Mientras Heidegger no abandone esta posición (o sea su «metafísica»),
aunque hable de algo divino revelado a los hombres por la poesía (Hölderlin
y la esencia de la poesía), o de la verdad como «revelación» (Unverborgenkeit)
del ser al existente o «abertura» (Offenheit)

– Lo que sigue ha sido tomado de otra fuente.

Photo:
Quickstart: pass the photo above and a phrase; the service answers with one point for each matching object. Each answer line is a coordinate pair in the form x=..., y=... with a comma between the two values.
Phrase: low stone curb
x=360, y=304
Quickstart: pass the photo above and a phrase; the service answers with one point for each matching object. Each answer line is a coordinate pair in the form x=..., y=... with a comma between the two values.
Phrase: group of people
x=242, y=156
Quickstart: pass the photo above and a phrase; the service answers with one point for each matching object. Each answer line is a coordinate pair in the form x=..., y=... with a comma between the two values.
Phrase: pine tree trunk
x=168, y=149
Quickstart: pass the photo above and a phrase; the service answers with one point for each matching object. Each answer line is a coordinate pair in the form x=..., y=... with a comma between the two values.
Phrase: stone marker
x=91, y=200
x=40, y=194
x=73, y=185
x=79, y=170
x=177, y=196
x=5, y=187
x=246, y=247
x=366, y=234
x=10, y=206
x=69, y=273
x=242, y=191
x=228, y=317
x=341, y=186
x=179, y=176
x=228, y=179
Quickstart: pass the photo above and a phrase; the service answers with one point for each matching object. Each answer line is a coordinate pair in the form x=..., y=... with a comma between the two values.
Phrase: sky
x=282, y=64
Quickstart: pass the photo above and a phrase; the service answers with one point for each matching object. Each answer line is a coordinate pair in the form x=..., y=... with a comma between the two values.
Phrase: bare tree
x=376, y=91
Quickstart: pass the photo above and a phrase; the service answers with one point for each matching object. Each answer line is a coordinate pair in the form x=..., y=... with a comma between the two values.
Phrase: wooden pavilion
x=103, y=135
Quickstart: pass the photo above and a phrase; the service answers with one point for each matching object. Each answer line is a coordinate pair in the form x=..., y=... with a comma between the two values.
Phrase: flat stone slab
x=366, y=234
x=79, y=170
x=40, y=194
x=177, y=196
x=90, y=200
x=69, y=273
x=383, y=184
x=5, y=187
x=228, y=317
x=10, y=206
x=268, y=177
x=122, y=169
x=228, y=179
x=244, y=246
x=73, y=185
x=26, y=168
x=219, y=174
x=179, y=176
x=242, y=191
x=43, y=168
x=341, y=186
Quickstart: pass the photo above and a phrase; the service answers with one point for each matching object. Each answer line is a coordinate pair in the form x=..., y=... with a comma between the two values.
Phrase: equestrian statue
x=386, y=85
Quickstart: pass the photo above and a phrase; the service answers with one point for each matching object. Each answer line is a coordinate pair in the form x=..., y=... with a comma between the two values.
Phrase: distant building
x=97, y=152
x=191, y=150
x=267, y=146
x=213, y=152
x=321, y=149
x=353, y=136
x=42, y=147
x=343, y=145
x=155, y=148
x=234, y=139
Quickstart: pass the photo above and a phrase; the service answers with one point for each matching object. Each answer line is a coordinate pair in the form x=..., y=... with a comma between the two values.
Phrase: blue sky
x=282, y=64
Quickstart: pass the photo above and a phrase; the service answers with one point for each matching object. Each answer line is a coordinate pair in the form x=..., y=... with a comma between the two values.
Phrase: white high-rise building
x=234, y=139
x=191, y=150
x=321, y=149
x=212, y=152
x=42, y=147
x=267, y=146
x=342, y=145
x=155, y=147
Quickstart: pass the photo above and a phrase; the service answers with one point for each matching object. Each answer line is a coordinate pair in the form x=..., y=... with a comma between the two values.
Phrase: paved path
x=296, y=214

del existente al ser, repite las mismas cosas con palabras equívocas, que
quizá significan que se da cuenta de las dificultades insuperables de su
filosofía. Que ahora diga que el hombre es el «custodio» del Ser, no cambia
nada... si el ser sigue siendo la Nada; siempre permanece el absurdo
«centinela de la Nada». El último Heidegger causa la impresión de un
hombre que piensa en el vacío, que procede por leves indicaciones y
sugerencias, con un lenguaje que es un juego de palabras, que dice y no dice,
como si fuera una obscura profecía, una revelación, donde las «aberturas»
son también «cierres», las «revelaciones», «ocultamientos», etc. El
primer Heidegger quiso pensar y escribir la «filosofía de la Nada»; el más
reciente, decaído en la excavación artificiosa de la «palabra» (al punto
de hacerle perder toda significación en lugar de hacerle recobrar su
significado verdadero y genuino) y en el autocomentario (que es
autoexaltación del descubrimiento de que el ser del Ser es la Nada, casi
divinización de la Nada misma), parece que vaya escribiendo una «mística de
la Nada», totalmente «terrestre». También los dos volúmenes sobre
Nietzsche (1961), interpretación genial, es una confirmación de la
«destrucción» de la metafísica y no sólo de aquella «occidental»: no
hay metafísica occidental u oriental, hay la metafísica.